Sigo leyendo: "internet y la dispersión de audiencias ha hecho a los grupos pequeños algo más grandes y a los grandes más pequeños".  ????  Confieso que después de leerlo varias veces sigo sin entenderlo.  Los grupos brillantes siguen congregando ejércitos de fans alrededor (aunque no vendan discos, ese es otro problema que tiene que ver con el modelo de negocio obsoleto de las discográficas, no con el potencial de las grandes bandas) y los grupos irrelevantes siguen siendo irrelevantes.  ¿O es que para hacerse más grande basta seguir el ejemplo de Arctic Monkeys y autocolgarse en MySpace?  NO.

Y más: ¿son los Beatles una cumbre creativa o un producto de marketing?  Urge dar unas sesiones de formación de marketing a aquellos periodistas responsables de hablar a audiencias de miles de personas.   Dar a luz una "cumbre creativa" ES DE POR SI marketing, esto es, ofrecer a un público concreto, un producto sobresaliente que satisface una necesidad no cubierta hasta entonces.  Tener la sensibilidad para subir a un escenario con sólo dos guitarras, un bajo y una batería, componer canciones de amor con atrevimiento rompiendo los cánones de su época, dejarse el pelo largo y contonearse sobre el escenario, no son poses comerciales: es temperamento creativo.  Y ES MARKETING, desde luego.  Porque es que el marketing es el proceso de construir un producto excelente, no una técnica de venta.

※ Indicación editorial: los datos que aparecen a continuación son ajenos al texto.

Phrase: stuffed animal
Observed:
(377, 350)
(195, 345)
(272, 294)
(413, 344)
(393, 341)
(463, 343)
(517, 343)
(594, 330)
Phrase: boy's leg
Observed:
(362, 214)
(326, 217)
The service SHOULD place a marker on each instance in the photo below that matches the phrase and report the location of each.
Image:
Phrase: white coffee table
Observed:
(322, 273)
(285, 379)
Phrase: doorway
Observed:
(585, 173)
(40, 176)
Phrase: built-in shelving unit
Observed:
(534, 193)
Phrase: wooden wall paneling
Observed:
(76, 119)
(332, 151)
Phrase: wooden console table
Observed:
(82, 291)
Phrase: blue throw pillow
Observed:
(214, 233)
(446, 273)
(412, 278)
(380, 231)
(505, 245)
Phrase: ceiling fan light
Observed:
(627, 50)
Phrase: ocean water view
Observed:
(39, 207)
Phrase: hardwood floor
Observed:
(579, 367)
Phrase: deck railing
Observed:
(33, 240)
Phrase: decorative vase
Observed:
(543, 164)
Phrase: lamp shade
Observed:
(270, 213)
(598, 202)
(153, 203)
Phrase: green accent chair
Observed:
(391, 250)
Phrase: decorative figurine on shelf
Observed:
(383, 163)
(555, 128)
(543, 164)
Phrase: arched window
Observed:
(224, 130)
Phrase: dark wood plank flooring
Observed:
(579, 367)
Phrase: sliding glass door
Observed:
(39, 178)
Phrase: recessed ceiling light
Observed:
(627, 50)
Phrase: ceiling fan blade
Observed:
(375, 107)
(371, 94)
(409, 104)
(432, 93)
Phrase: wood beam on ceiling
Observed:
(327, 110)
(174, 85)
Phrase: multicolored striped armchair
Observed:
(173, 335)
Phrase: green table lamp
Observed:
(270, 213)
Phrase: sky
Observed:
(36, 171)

Por último:  "…antes con una campaña en una cadena tv, dos periódicos y cuatro radios podías crear una marca.  Eso ahora es imposible".  Las marcas no las crean ni las han creado jamás los medios.  Las crean los consumidores cuando las tienen en sus manos.  Los medios se limitaban a comunicar, no a crear.  Si los Beatles se hubiesen refugiado en una "safe option",otro grupo de blues tontorrón, o de soul britanizado, esa misma exposición en los medios les habría servido de bien poco.  La marca nace, y con él el mito, cuando la música de los de Liverpool desembarca con tanta fuerza en las vidas de sus oyentes.

Lo que sí ha cambiado -pero claro, esto no lo dicen abiertamente las grandes discográficas-, es la capacidad de estas para imponer su abanico de artistas prioritarios.  Repito: lo irrelevante sigue siendo irrelevante, aunque se intente publicitar repetitivamente.